FileNo.0 The Christmas Miraculous offstage Chapter 2-8




――A.D.2014.12.24 18:32 日本国 東京都渋谷区――


「……そう、やっぱり。……ええそうね、“案の定”って所よ」


 拡散された情報というコンプレッサーが、莫大な圧を生んでいた。
 駅前で起きた事件を追って、民衆が津波を起こしている。
 スマホを耳に当て、歩道の端を縫って、絵美はセンター街の人の波を逆流して行く。
 今し方二部署・・・から返信された内容は、ストレートフラッシュが思い描いた画を補強するのに充分だった。奇妙な話だが、この事件は、発生こそが原因だったのだ。

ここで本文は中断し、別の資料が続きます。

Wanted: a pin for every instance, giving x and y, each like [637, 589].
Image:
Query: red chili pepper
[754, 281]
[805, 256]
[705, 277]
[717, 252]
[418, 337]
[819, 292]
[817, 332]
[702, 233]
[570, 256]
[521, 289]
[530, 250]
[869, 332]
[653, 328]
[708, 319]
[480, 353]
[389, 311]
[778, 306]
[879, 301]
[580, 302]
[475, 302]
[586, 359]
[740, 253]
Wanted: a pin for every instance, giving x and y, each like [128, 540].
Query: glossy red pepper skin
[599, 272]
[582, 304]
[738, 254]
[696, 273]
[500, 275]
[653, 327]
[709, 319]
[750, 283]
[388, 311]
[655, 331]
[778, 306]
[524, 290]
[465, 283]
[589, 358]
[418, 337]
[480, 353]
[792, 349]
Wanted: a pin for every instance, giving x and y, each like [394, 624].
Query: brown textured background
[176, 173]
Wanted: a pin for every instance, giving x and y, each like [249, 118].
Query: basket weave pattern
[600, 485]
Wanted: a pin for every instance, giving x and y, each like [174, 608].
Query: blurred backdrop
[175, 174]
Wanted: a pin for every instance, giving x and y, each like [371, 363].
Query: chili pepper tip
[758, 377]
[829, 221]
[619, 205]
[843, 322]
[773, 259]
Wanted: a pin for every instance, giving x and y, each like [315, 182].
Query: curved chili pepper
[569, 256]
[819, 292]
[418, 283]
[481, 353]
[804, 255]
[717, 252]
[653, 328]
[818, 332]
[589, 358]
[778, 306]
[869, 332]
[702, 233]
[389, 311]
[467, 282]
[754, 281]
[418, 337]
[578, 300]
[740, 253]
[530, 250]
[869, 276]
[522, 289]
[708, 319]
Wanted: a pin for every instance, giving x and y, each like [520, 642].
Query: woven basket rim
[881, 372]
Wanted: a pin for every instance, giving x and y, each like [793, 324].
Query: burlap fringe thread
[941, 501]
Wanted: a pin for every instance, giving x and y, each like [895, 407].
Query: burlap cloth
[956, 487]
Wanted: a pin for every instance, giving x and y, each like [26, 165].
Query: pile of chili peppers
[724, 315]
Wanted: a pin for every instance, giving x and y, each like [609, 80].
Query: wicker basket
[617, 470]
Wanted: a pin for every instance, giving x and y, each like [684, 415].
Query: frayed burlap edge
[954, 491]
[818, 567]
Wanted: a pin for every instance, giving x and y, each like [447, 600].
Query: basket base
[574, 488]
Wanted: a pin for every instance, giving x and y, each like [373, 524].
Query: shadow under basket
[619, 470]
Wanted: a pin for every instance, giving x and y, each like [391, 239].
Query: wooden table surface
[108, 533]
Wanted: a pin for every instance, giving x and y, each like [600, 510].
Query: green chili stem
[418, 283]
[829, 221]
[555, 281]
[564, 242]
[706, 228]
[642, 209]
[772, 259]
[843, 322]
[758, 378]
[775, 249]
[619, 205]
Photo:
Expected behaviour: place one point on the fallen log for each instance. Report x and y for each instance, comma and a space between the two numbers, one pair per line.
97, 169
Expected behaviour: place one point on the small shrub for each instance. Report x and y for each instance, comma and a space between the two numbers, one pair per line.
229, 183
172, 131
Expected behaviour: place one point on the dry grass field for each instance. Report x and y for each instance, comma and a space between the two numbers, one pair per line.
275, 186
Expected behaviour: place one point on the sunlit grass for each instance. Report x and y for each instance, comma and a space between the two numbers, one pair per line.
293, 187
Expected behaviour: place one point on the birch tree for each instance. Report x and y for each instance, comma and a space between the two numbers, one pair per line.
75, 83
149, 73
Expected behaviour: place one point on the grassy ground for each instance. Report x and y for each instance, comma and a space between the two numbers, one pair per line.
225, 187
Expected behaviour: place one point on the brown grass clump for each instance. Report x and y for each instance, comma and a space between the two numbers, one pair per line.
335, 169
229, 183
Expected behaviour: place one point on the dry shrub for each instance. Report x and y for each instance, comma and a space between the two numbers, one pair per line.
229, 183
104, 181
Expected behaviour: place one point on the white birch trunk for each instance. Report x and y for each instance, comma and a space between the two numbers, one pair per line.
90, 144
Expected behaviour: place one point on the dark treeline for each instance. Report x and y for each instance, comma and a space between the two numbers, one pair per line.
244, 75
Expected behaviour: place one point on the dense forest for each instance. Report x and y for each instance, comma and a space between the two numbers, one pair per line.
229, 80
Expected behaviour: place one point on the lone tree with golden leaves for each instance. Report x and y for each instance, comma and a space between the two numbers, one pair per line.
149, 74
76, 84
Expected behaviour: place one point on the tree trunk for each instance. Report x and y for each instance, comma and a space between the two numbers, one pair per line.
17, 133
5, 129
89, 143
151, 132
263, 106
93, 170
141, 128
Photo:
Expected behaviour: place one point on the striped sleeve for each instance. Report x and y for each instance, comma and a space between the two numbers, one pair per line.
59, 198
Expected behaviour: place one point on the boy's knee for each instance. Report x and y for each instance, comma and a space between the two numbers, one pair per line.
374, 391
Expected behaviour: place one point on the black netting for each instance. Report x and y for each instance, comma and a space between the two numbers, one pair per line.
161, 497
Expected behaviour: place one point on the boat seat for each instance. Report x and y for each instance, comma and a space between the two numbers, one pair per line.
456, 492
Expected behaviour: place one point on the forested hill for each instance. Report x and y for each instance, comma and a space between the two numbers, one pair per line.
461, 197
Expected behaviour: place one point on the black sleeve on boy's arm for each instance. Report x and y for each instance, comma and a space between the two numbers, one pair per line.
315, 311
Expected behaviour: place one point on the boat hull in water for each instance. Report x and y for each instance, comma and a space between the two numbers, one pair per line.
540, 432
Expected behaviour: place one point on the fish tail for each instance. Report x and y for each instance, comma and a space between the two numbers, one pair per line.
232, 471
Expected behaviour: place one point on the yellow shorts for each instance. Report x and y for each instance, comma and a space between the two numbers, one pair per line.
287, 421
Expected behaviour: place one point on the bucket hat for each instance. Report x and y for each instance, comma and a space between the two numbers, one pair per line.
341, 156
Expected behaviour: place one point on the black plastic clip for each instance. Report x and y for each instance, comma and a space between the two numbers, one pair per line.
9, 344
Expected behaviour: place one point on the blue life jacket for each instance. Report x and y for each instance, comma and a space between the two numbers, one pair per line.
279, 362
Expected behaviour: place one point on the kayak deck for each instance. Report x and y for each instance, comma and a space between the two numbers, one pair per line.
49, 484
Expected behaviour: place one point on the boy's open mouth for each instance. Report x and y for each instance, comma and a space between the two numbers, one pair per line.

「何て事はないわね……“初めてのお使い”が時を越えた先にあったって……だけ」


 スマホを耳から離し、睨む。
 フリードニッヒ・ニーチェは言った。
 “事実と言うものは存在しない。存在するのは解釈だけである。”と。


「……じゃあどんな解釈だって言うのよ」


 一体、玄山英嗣は何を思って時を超えたのだろう?
 彼の人生の大半を覆っていた屈辱は、一体どこに注がれるのだろう?
 そして、もう一人。


 城野夕貴。
 彼女は何を思ってその名を捨て、真実を歪め、遠い異国の地へ身を隠したのか?


「裁かれるべきなのは、誰?」


 未来の基を成す過去の世界の只中で、一人、重い重い真実と向き合う。
 途方もない孤独感が人波を泳ぐ自身の境遇に似て、寂寥感だけが募って行く。
 時代の逆風、或いは、偏見の逆境。
 こんなものを抱え込んだ彼等には、精々同情する他ない。
 じりじり募る耐えがたいストレスに苛まれていると、そこにふと、聞き覚えのある声が混じった。


《どぉだぁ?何か分かったか?》


 それは、念頭にあった訳でも待ち望んでいた訳でもないのに、何故か心強く、そして力強く、絵美の精神に響いた。
 そうだった。
 今となっては、味方は彼しかいない。
 信用の置けない、でも異常な程頼りにはなる相棒バディの声に、少しだけ、肩の荷が下りた気がした。


「事実確認は取れたわ。そっちの彼も交えて“お話”しましょう」


 前方5M先を歩くトレンチコートを睨みながら、絵美はそう返答する。
 しかしまあ、そうは言っても気は進まなかった。
 何せ、これから彼等は完全なる冤罪を生まなければならないのだから。